Never use a ball-point pen to label a CD. The recording dye layer is very close to the labeling surface. The pressure from a ball-point pen can damage this layer or over time the ink from the dye might bleed into the CD causing data corruption. Try using an archival quality felt tip pen to label the CD. (A non solvent-based felt-tip permanent marker) Recommended pens can be found with several good archival material companies.
Store the CD in a archival protective case away from heat and direct sun light.
Obviously, avoid bending or flexing the CD in any way. They are durable but they are not indestructible.
If the CD must be cleaned use CD/DVD cleaning detergent, isopropyl alcohol or methanol but a lot of time cleaning can do more harm than good. If a CD has become scratched try buffing the area lightly with a very soft cloth until the area is buffed out.

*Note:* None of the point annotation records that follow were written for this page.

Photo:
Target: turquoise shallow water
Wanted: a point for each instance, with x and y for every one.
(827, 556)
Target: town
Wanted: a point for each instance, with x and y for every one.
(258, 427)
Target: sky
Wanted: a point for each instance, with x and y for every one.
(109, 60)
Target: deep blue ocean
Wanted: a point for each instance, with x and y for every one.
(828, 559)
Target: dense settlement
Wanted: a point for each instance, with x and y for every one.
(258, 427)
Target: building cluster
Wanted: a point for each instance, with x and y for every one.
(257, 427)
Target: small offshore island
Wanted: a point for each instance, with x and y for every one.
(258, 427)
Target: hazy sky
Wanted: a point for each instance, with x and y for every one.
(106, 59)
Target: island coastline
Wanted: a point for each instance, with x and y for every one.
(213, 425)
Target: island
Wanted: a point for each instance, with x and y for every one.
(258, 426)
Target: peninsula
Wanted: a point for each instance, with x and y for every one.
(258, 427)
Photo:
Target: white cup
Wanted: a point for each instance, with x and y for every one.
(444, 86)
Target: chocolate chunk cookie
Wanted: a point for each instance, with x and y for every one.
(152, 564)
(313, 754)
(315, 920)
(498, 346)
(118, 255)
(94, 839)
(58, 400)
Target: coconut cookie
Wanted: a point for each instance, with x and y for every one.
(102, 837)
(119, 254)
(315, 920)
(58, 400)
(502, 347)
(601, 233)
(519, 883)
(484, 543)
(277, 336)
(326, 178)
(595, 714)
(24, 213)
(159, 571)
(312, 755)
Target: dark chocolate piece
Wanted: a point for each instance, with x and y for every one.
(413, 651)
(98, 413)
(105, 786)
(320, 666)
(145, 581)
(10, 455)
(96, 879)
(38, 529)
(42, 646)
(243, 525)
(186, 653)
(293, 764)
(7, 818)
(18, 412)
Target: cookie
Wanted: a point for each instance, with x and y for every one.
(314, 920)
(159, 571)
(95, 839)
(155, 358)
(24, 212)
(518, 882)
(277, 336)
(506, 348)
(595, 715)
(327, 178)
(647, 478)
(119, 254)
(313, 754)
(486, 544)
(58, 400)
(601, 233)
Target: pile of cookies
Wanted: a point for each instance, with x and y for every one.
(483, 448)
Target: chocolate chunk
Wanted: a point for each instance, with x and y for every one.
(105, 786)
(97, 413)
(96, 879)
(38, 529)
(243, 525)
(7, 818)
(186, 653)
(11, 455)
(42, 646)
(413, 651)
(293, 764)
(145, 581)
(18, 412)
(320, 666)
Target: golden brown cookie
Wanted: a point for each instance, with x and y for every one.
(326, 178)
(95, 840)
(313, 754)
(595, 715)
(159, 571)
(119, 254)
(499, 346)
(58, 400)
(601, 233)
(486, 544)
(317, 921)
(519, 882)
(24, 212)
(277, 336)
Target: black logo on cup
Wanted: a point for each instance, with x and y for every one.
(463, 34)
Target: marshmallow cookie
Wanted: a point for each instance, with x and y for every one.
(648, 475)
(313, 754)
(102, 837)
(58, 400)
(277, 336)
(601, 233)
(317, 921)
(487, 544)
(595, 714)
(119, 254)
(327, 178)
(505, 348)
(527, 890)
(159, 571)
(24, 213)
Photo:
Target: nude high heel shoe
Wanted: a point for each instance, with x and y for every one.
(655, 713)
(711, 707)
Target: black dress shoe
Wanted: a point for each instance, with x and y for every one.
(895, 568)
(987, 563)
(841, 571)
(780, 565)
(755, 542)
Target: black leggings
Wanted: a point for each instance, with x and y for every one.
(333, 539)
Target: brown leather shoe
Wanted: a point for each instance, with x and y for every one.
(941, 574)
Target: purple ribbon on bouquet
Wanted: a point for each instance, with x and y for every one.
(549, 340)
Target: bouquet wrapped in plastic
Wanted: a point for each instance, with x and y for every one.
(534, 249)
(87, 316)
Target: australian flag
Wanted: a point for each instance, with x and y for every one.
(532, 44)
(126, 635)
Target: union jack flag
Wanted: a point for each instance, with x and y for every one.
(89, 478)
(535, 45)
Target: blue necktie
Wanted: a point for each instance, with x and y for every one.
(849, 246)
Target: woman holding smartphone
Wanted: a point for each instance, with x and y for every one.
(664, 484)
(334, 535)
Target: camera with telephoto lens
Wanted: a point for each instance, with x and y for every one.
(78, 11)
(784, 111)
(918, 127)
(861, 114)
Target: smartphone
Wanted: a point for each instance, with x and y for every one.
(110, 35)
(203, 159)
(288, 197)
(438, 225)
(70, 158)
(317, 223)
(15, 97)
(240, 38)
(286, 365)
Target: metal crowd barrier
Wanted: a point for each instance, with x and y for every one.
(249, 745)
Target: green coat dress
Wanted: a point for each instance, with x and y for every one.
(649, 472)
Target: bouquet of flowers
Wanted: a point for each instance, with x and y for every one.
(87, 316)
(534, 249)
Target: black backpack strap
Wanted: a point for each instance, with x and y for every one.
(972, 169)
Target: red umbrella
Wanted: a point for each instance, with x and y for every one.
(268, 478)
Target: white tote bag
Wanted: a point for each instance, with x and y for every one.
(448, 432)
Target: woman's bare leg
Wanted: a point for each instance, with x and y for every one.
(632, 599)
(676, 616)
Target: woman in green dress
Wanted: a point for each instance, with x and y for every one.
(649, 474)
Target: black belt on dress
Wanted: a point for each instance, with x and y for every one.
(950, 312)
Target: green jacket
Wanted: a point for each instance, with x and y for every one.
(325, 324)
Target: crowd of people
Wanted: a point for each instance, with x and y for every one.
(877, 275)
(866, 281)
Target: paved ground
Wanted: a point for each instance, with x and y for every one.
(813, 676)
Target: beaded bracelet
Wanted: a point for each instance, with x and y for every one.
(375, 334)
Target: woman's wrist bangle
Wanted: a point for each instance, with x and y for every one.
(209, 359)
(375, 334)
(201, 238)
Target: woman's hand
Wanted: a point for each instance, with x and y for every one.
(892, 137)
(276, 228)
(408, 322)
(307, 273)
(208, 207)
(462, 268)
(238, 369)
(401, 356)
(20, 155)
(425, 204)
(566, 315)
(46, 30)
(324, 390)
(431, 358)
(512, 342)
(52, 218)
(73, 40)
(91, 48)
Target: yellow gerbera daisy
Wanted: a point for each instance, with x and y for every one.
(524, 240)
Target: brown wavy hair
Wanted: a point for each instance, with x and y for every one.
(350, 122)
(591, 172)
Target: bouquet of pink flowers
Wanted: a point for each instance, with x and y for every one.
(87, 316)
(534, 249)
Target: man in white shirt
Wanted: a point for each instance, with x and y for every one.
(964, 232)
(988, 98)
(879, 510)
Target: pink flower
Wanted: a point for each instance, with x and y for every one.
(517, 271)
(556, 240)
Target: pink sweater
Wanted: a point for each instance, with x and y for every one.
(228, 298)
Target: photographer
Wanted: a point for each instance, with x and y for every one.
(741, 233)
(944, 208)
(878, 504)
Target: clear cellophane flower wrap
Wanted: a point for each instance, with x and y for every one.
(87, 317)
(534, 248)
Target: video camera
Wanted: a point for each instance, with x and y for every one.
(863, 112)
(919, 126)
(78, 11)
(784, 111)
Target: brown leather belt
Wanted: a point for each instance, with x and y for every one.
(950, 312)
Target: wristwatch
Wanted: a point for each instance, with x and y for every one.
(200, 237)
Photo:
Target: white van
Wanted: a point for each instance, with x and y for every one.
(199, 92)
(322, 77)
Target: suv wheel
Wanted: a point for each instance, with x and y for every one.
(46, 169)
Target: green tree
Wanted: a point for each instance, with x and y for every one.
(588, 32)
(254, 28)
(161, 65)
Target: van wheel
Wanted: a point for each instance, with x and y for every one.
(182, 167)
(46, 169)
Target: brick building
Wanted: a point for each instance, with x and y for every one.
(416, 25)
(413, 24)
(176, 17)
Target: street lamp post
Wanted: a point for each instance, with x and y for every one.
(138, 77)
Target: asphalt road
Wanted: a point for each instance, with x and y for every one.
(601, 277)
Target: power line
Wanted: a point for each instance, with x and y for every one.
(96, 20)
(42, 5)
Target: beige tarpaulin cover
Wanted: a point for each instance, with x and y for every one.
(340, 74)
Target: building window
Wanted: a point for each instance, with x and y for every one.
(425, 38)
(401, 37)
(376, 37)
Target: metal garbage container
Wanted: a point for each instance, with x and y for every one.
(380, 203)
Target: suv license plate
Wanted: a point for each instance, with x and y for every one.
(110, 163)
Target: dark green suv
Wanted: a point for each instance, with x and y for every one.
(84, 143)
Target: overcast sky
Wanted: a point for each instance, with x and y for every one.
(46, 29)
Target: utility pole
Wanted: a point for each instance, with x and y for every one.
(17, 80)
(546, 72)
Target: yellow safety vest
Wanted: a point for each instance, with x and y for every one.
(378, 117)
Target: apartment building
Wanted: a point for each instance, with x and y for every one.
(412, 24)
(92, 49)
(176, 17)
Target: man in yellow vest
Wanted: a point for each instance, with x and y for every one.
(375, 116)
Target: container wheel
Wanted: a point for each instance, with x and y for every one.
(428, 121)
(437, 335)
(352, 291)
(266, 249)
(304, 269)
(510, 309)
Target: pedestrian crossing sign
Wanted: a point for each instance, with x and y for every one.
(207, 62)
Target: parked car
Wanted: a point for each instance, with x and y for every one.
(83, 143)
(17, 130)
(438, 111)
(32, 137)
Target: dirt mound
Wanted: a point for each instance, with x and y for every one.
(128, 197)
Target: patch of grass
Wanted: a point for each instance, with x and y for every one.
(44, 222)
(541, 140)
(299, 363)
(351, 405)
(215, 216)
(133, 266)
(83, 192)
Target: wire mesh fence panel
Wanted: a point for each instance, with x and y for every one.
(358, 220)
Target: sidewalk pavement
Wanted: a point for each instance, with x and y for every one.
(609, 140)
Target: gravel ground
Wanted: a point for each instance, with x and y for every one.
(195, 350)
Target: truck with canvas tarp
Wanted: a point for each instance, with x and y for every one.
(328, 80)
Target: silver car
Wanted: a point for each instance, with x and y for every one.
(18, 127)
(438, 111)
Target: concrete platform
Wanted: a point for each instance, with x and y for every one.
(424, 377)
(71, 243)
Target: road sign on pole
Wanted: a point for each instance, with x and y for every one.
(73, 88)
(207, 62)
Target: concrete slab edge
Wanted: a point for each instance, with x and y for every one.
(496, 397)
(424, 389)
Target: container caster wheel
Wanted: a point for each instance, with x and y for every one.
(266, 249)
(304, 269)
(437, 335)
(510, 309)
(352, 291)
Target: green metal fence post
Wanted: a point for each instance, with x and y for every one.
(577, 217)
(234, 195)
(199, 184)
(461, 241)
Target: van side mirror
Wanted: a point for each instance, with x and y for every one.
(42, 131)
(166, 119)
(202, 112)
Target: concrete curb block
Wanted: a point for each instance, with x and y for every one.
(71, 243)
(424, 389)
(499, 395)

Purchase of a good camera lens cleaning kit might be a good solution. Then use an absorbent cloth to blot it dry and avoid excessive rubbing. Never use chemical solvents to clean the CD even if they are provided in a lens cleaning kit.
Finally, remove light dust and dirt by brushing from the center out. Never wipe in a circular pattern! As I stated earlier though you should not have to worry about this if you write data to your disk and store it away. Hence the term “archiving”.